77  Path Loss and Link Budgets

77.1 Learning Objectives

By the end of this chapter, you will be able to:

  • Calculate free-space path loss (FSPL) for different frequencies and distances
  • Apply real-world path loss models for indoor and outdoor environments
  • Construct a complete link budget for an IoT wireless system
  • Interpret signal strength measurements (dBm, RSSI) and their practical meaning
  • Determine whether a wireless link will work before deployment

77.2 Prerequisites

Before diving into this chapter, you should be comfortable with:

TipMVU: IoT Deployment Link Budget

Core Concept: A link budget is a simple equation that predicts whether your wireless IoT system will work: Received Power = Transmit Power + Antenna Gains - Path Loss - Fading Margin. If received power exceeds receiver sensitivity, communication succeeds.

Why It Matters: Link budgets prevent expensive field failures. Industry data shows that 40% of IoT pilot failures are due to connectivity issues that could have been predicted with a 5-minute link budget calculation. The FCC and ETSI define regulatory transmit power limits (14 dBm EU, 30 dBm US for ISM bands), so you cannot simply “turn up the power” when deployments fail.

Key Takeaway: Always include a 20 dB fading margin for outdoor deployments and 15 dB for indoor. The difference between a “working” lab demo and a reliable production system is margin. Sub-GHz frequencies (LoRa at 868/915 MHz) provide approximately 9 dB better path loss than 2.4 GHz at the same distance - equivalent to 3x the range with identical hardware.
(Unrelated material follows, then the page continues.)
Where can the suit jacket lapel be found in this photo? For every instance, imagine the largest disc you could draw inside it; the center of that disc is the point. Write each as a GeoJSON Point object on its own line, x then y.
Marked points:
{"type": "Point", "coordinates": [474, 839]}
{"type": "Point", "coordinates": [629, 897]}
77.3 Path Loss: Signal Attenuation Over Distance

TipMinimum Viable Understanding: Path Loss Fundamentals

Core Concept: Path loss is the reduction in radio signal strength as it travels through space, following the inverse-square law where signal power decreases proportionally to the square of the distance - doubling distance reduces power by 6 dB (a factor of 4).

Why It Matters: Path loss determines whether your IoT devices can communicate at all. Every wireless link budget calculation starts with path loss, and underestimating it is the most common cause of IoT deployment failures. A sensor that works perfectly at 100m in the lab may fail completely at 200m in the field because path loss increased by 6 dB - and that is free-space loss only, before accounting for walls, terrain, or interference.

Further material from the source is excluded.